A Microsoft manager has said one of the security features in Vista was deliberately designed to "annoy users" in order to put pressure on third-party software makers to make their applications more secure.
David Cross, a product unit manager at Microsoft, was the group program manager in charge of designing User Account Control (UAC), which, when activated, requires people to run Vista in standard user mode rather than having administrator privileges, and offers a prompt if they try to install a program.
"The reason we put UAC into the [Vista] platform was to annoy users — I'm serious," said Cross, speaking at the RSA Conference in San Francisco on Thursday. "Most users had administrator privileges on previous Windows systems and most applications needed administrator privileges to install or run."
Cross claimed that annoying users had been part of a Microsoft strategy to force independent software vendors (ISVs) to make their code more secure, as insecure code would trigger a prompt, discouraging users from executing the code.
"We needed to change the ecosystem," said Cross. "UAC is changing the ISV ecosystem; applications are getting more secure. This was our target — to change the ecosystem. The fact is that there are fewer applications causing prompts. Eighty percent of the prompts were caused by 10 apps, some from ISVs and some from Microsoft. Sixty-six percent of sessions now have no prompts," said Cross.
Cross claimed it is a myth that users just turn UAC off, saying that Microsoft had collected opt-in information from users which showed that 88 percent were running UAC. Cross said it was also a myth that users blindly accept prompts without reading them.
"It's a myth that users click 'yes', 'yes', 'yes', 'yes'," said Cross. "Seven percent of all prompts are cancelled. Users are not just saying 'yes'."
Security company Kaspersky has in the past severely criticised UAC, claiming in March last year that it would make Vista less secure than XP.
At this year's RSA Conference, however, the security specialist seemed to have changed its tune. Jeff Aliber, Kaspersky's US senior director of product marketing, said: "[With Windows], there is a large attack surface with a number of entry points," said Aliber. "Anyone trying to shrink that attack surface and promote secure apps development has to be a good thing."

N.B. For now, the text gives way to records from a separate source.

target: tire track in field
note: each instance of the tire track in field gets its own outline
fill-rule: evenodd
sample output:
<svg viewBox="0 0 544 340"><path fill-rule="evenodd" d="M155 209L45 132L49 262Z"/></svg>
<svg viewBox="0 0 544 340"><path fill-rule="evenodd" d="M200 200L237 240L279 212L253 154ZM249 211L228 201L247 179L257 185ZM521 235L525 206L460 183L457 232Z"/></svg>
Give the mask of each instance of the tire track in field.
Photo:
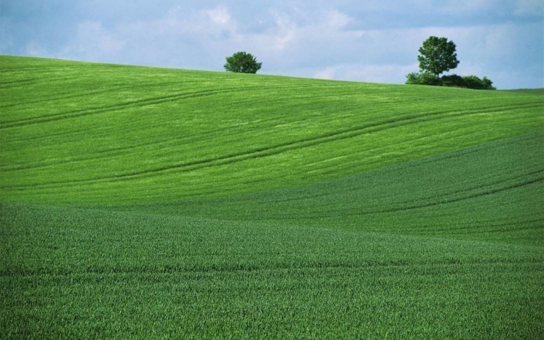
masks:
<svg viewBox="0 0 544 340"><path fill-rule="evenodd" d="M335 86L341 86L341 85L321 85L321 86L316 86L312 85L308 85L308 86L306 87L330 88ZM28 125L29 124L35 124L38 123L54 121L56 120L60 120L61 119L65 119L67 118L75 118L77 117L81 117L82 116L89 115L90 114L101 113L103 112L113 112L128 107L144 107L148 105L154 105L156 104L160 104L162 103L164 103L167 102L175 101L176 100L180 100L182 99L196 98L198 97L211 96L215 94L228 93L230 92L238 92L242 91L252 91L254 90L262 90L262 89L280 89L280 88L300 88L301 87L301 86L300 85L295 85L263 86L246 86L246 87L238 86L236 88L229 88L220 89L217 90L208 90L203 91L197 91L193 92L184 92L182 94L177 94L176 95L171 95L169 96L162 96L159 97L154 97L151 98L146 98L138 100L130 101L128 102L125 102L124 103L114 104L112 105L107 105L96 108L81 109L79 110L75 110L73 111L69 111L59 113L44 115L38 118L29 118L22 119L20 120L13 120L10 121L8 123L0 123L0 129L5 129L17 126L21 126L23 125Z"/></svg>
<svg viewBox="0 0 544 340"><path fill-rule="evenodd" d="M542 171L544 171L544 170ZM345 211L337 211L336 212L335 212L337 213L335 214L329 214L327 215L316 215L312 217L305 217L298 216L296 217L296 218L299 219L332 218L338 217L339 214L342 214L342 215L343 216L365 216L367 215L371 215L375 214L384 214L384 213L395 213L395 212L399 212L403 211L409 211L416 209L434 207L437 206L450 204L452 203L456 203L457 202L466 201L467 200L478 198L484 196L493 195L495 194L498 194L499 193L502 193L503 191L505 191L509 190L512 190L514 189L517 189L518 188L522 188L524 187L527 187L528 186L530 186L531 184L536 184L542 182L544 182L544 176L537 177L536 178L528 180L527 181L524 181L519 183L512 184L509 186L506 186L505 187L503 187L502 188L498 188L496 189L490 189L485 190L482 193L467 195L463 197L457 197L455 199L444 199L436 202L432 202L422 203L419 205L413 205L412 206L410 206L409 207L400 207L398 208L392 208L389 209L377 209L373 210L368 210L367 211L360 212L357 213L349 213L345 212Z"/></svg>
<svg viewBox="0 0 544 340"><path fill-rule="evenodd" d="M464 265L520 265L524 264L543 264L543 261L537 258L518 259L456 259L446 258L429 261L411 261L399 259L388 261L361 261L352 263L318 262L315 261L308 261L310 263L276 263L268 265L250 264L248 263L232 263L227 264L202 265L195 264L194 265L183 266L180 265L166 265L160 267L132 267L131 268L104 268L89 266L86 268L74 270L71 268L58 268L50 269L36 268L35 269L22 269L20 268L6 269L0 271L0 277L13 277L15 276L70 276L72 275L108 275L108 274L209 274L229 273L238 272L254 272L269 270L288 270L305 269L353 269L357 270L372 268L406 268L409 267L450 267Z"/></svg>
<svg viewBox="0 0 544 340"><path fill-rule="evenodd" d="M35 79L40 79L40 78L35 78ZM20 87L20 86L22 86L33 85L38 84L45 84L46 83L51 83L52 82L58 82L58 81L67 81L67 80L77 81L77 78L76 77L65 77L65 78L51 78L51 79L43 79L43 80L38 81L36 81L36 82L31 82L31 83L27 83L27 84L21 84L21 85L17 85L17 87ZM7 85L5 86L2 86L2 83L0 83L0 89L10 89L10 88L12 88L13 87L14 87L14 85L13 84L8 84L8 85Z"/></svg>
<svg viewBox="0 0 544 340"><path fill-rule="evenodd" d="M178 81L178 82L165 82L165 83L150 83L150 84L143 84L143 85L120 85L120 84L118 84L116 86L115 85L110 85L109 87L108 87L108 89L104 89L104 90L97 90L97 91L89 91L89 92L83 92L79 93L78 94L71 95L69 95L69 96L63 95L61 96L58 96L58 94L57 94L57 95L55 95L55 96L46 96L46 97L41 97L41 98L42 98L42 99L40 99L40 100L32 101L28 101L28 102L17 102L16 103L11 103L11 104L5 104L5 105L0 105L0 108L14 107L16 107L16 106L21 106L22 105L28 105L28 104L38 104L38 103L39 103L50 102L52 102L52 101L58 101L58 100L64 100L64 99L69 99L69 98L78 98L78 97L86 97L86 96L89 96L89 95L97 95L97 94L103 94L103 93L112 93L112 92L118 91L119 90L125 90L125 89L141 89L141 88L148 88L148 87L166 86L166 85L176 85L176 84L180 84L180 85L183 84L183 85L185 85L185 84L187 84L188 83L189 83L189 82L188 82L188 81L183 81L183 82L179 82ZM73 91L69 91L69 92L65 92L64 93L60 94L61 94L61 95L66 95L66 94L72 94L73 92ZM26 118L25 119L39 119L39 118L42 118L43 116L35 116L35 117L30 117L30 118ZM15 122L20 121L21 120L13 120L0 121L0 124L11 123L11 122Z"/></svg>
<svg viewBox="0 0 544 340"><path fill-rule="evenodd" d="M497 112L497 111L494 110L496 108L492 109L490 108L485 111ZM334 141L353 138L354 137L361 135L364 134L382 131L387 129L398 127L399 126L406 126L422 122L440 120L444 118L451 118L462 116L472 115L474 114L481 114L483 113L482 110L478 110L474 113L467 113L466 111L463 111L461 112L458 112L456 113L448 114L450 112L451 112L431 113L418 115L417 115L415 116L406 116L400 118L397 118L395 119L391 119L381 122L368 123L362 126L349 129L343 129L342 130L334 131L318 136L308 137L295 141L280 143L270 146L263 147L248 151L232 153L218 157L178 163L177 164L172 164L152 169L134 171L132 172L128 172L114 176L101 176L85 180L75 180L69 181L50 182L47 183L43 184L3 186L0 187L4 189L9 189L29 187L47 187L50 186L54 187L59 184L65 186L77 185L84 183L129 180L135 177L157 176L164 171L172 170L177 170L180 172L188 172L204 168L232 164L249 159L268 157L286 151L292 151L304 147L313 146L330 141ZM444 115L447 115L444 116Z"/></svg>

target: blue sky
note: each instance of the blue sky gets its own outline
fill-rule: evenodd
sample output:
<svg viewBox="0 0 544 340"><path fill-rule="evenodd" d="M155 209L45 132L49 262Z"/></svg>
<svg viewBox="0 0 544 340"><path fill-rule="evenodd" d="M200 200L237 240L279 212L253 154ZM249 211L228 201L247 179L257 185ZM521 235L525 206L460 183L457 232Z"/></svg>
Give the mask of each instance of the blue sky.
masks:
<svg viewBox="0 0 544 340"><path fill-rule="evenodd" d="M542 0L0 0L0 54L404 83L430 35L457 45L450 73L544 87Z"/></svg>

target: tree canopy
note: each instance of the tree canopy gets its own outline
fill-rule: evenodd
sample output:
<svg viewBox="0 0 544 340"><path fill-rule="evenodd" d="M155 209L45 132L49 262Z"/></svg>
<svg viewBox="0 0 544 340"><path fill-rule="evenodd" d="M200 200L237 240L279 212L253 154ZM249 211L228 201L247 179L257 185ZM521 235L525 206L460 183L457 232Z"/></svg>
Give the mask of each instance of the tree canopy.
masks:
<svg viewBox="0 0 544 340"><path fill-rule="evenodd" d="M459 64L455 44L446 38L430 36L419 47L417 60L419 69L438 77L440 73L455 69Z"/></svg>
<svg viewBox="0 0 544 340"><path fill-rule="evenodd" d="M262 63L257 63L257 58L251 53L238 52L227 57L224 67L227 72L256 73L262 65Z"/></svg>

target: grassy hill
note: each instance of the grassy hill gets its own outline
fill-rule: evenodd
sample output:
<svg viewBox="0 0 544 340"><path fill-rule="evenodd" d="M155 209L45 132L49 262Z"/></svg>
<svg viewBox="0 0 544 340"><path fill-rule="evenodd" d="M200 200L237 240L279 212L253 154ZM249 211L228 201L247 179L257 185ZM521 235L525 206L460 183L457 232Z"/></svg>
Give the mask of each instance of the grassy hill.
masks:
<svg viewBox="0 0 544 340"><path fill-rule="evenodd" d="M544 333L540 90L0 75L3 336Z"/></svg>

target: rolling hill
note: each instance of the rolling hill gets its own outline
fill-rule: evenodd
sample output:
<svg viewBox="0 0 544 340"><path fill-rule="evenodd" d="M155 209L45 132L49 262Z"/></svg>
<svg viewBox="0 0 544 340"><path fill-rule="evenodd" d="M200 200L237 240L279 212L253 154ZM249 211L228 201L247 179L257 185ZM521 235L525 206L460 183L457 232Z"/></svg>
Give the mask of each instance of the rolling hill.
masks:
<svg viewBox="0 0 544 340"><path fill-rule="evenodd" d="M541 90L0 57L6 337L539 337Z"/></svg>

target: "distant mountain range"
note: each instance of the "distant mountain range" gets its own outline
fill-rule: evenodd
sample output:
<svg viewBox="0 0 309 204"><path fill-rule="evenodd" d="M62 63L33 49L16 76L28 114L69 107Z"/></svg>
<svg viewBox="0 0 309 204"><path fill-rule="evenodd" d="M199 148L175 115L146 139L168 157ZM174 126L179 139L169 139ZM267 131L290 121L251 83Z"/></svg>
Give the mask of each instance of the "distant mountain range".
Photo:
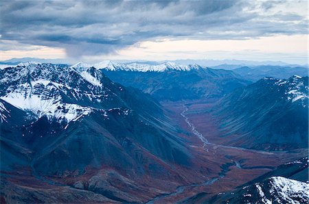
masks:
<svg viewBox="0 0 309 204"><path fill-rule="evenodd" d="M73 177L80 180L62 182L89 190L87 194L87 194L82 201L95 192L106 201L141 202L141 197L128 194L137 189L137 178L181 180L168 177L178 175L171 166L190 166L193 158L160 104L94 68L25 63L0 70L0 118L1 172L28 169L29 178ZM102 166L111 173L97 175ZM73 179L77 175L87 176ZM1 175L1 189L5 182L6 194L23 194L23 202L38 202L51 193L30 196L32 190L23 188L16 194L18 187L8 177L19 180L21 175ZM102 183L102 177L115 182ZM106 185L110 190L105 192ZM139 186L144 194L151 194Z"/></svg>
<svg viewBox="0 0 309 204"><path fill-rule="evenodd" d="M34 58L12 58L8 60L3 60L0 62L0 64L17 64L21 62L37 62L40 63L53 63L53 64L73 64L76 62L72 59L41 59ZM141 63L147 64L159 64L166 62L167 61L145 61L145 60L115 60L117 63ZM261 65L270 65L270 66L299 66L299 64L290 64L288 63L280 62L280 61L251 61L251 60L176 60L170 61L171 62L180 64L198 64L203 66L207 66L214 68L216 66L225 66L225 68L229 68L229 67L241 67L241 66L256 66ZM303 66L307 66L308 65L301 64Z"/></svg>
<svg viewBox="0 0 309 204"><path fill-rule="evenodd" d="M235 90L214 108L230 145L285 150L308 148L308 78L263 78Z"/></svg>
<svg viewBox="0 0 309 204"><path fill-rule="evenodd" d="M253 83L170 62L10 66L0 69L1 203L144 203L205 179L216 157L197 158L159 101L221 99L211 113L229 146L308 148L308 77ZM275 177L261 190L306 188Z"/></svg>
<svg viewBox="0 0 309 204"><path fill-rule="evenodd" d="M244 78L251 81L258 81L265 77L279 79L288 79L294 75L301 77L308 75L309 70L301 66L258 66L253 67L243 66L233 70Z"/></svg>

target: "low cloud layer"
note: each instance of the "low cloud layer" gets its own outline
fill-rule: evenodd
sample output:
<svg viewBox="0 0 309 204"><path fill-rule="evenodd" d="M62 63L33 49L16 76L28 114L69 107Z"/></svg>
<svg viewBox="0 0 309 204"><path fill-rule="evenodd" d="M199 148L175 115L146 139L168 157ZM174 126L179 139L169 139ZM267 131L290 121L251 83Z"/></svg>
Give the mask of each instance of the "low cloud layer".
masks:
<svg viewBox="0 0 309 204"><path fill-rule="evenodd" d="M304 4L304 1L293 3L299 8ZM242 40L306 34L306 12L288 9L288 3L1 1L1 49L10 50L10 46L16 44L21 49L43 45L65 49L68 56L79 58L113 53L139 42L163 38Z"/></svg>

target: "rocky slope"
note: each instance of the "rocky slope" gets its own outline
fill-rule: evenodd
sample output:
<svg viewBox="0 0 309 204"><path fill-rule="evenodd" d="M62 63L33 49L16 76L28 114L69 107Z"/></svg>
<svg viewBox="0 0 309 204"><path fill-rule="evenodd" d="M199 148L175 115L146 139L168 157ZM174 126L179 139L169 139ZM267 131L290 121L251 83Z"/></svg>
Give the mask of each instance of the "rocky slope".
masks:
<svg viewBox="0 0 309 204"><path fill-rule="evenodd" d="M15 191L32 198L25 202L62 201L67 186L89 192L72 190L64 202L82 194L85 202L140 202L158 193L155 181L185 182L175 166L192 159L155 100L93 68L27 63L1 70L0 116L1 196L10 203L21 201ZM37 193L47 185L63 193ZM130 193L137 189L145 192Z"/></svg>
<svg viewBox="0 0 309 204"><path fill-rule="evenodd" d="M308 203L308 159L286 163L231 192L210 199L200 193L185 200L198 203Z"/></svg>
<svg viewBox="0 0 309 204"><path fill-rule="evenodd" d="M308 79L264 78L232 92L213 110L222 136L246 148L308 148Z"/></svg>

Prior to the launch of Vista, Kaspersky issued a report in January 2007 which said UAC would be ineffectual. The company claimed that many applications perform harmless actions that, in a security context, can appear to be malicious. As UAC flashes up a warning every time such an action is performed, Kaspersky said that users would be forced to either blindly ignore the warning and allow the action to be performed or disable the feature to stop themselves going "crazy".
"If the user were to be notified about every one of these actions with a request for confirmation or a request to enter a password, the user will either go crazy or disable the security feature," said Kaspersky.
Talkback
But what about the "feature" that takes it several hours to copy a few megs of videos off a memory stick? Obviously that was designed to annoy the hell out of the user, but to what ends this time?
I also admire the way they designed the software to hog resources and require a ludicrous amount of computing power to perform no better than XP on a system with a fraction of the CPU, RAM and HDD capacities. Obviously a deliberate attempt to get hardware vendors to make better processors and drop prices.
I take my hat off to Microsoft. Even cleverer than I first thought.
(may contain traces of sarcasm)
I love it that the guy's name is "Cross".
The first thing I did was to turn it off. That and other superflous parts of Vista.
Mind you when I try to fix a friends PC and tell him he needs anti virus, etc, he snarls at me 'If Windows was so Fxxxxxxx Good - why do we need all these other security programs?'
Well, Vista annoys me so much, I am going back to XP or Ubuntu.
KJR
I just bought a new laptop, and of course it came with VIRUS, I mean VISTA installed. I put up with it for 2 days, and then formatted the hard drive and installed PCLinuxOS. It now runs faster, uses less memory, is more productive, and I have to enter a password if I want to do something that requires root privilege. VISTA is a UFE. (useless fragment of excrement)
...that part of the cost of the laptop is the Vista install. MS will be able to claim one more sales figure and - as far as the stats go - you're using it.
I like that Dell do supply (a very VERY small number of) machines with XP still on, but I don't like how they charge you extra for them. Likewise, their incredibly limited range of machines featuring Ubuntu isn't as impressive as I'd have hoped - and considering they have a "free" OS on them, they're pretty pricey.
A shame they don't do a "no OS supplied" option at £100 or whatever less, and you can then choose to install whatever you want on there at your own cost.
We can thank Micro$oft for taking customer choice out of computer buying. If I could have bought the pieces I would have built my own, but that isn't an option yet, for laptops. I asked the salesman about a reduction for no OS, and he said they were locked into a deal with M$, so their hands were tied too. Shameful.
Shameful is right. I'm assuming there must be a dealer out there somewhere who'll put together a laptop with no OS. Of course, are the public liable to act with their wallets and go there? Chances are, it would be a small company and therefore have higher prices than, say, Dell. And would anyone pay *more* for less, when they can pay less and just ditch the included OS?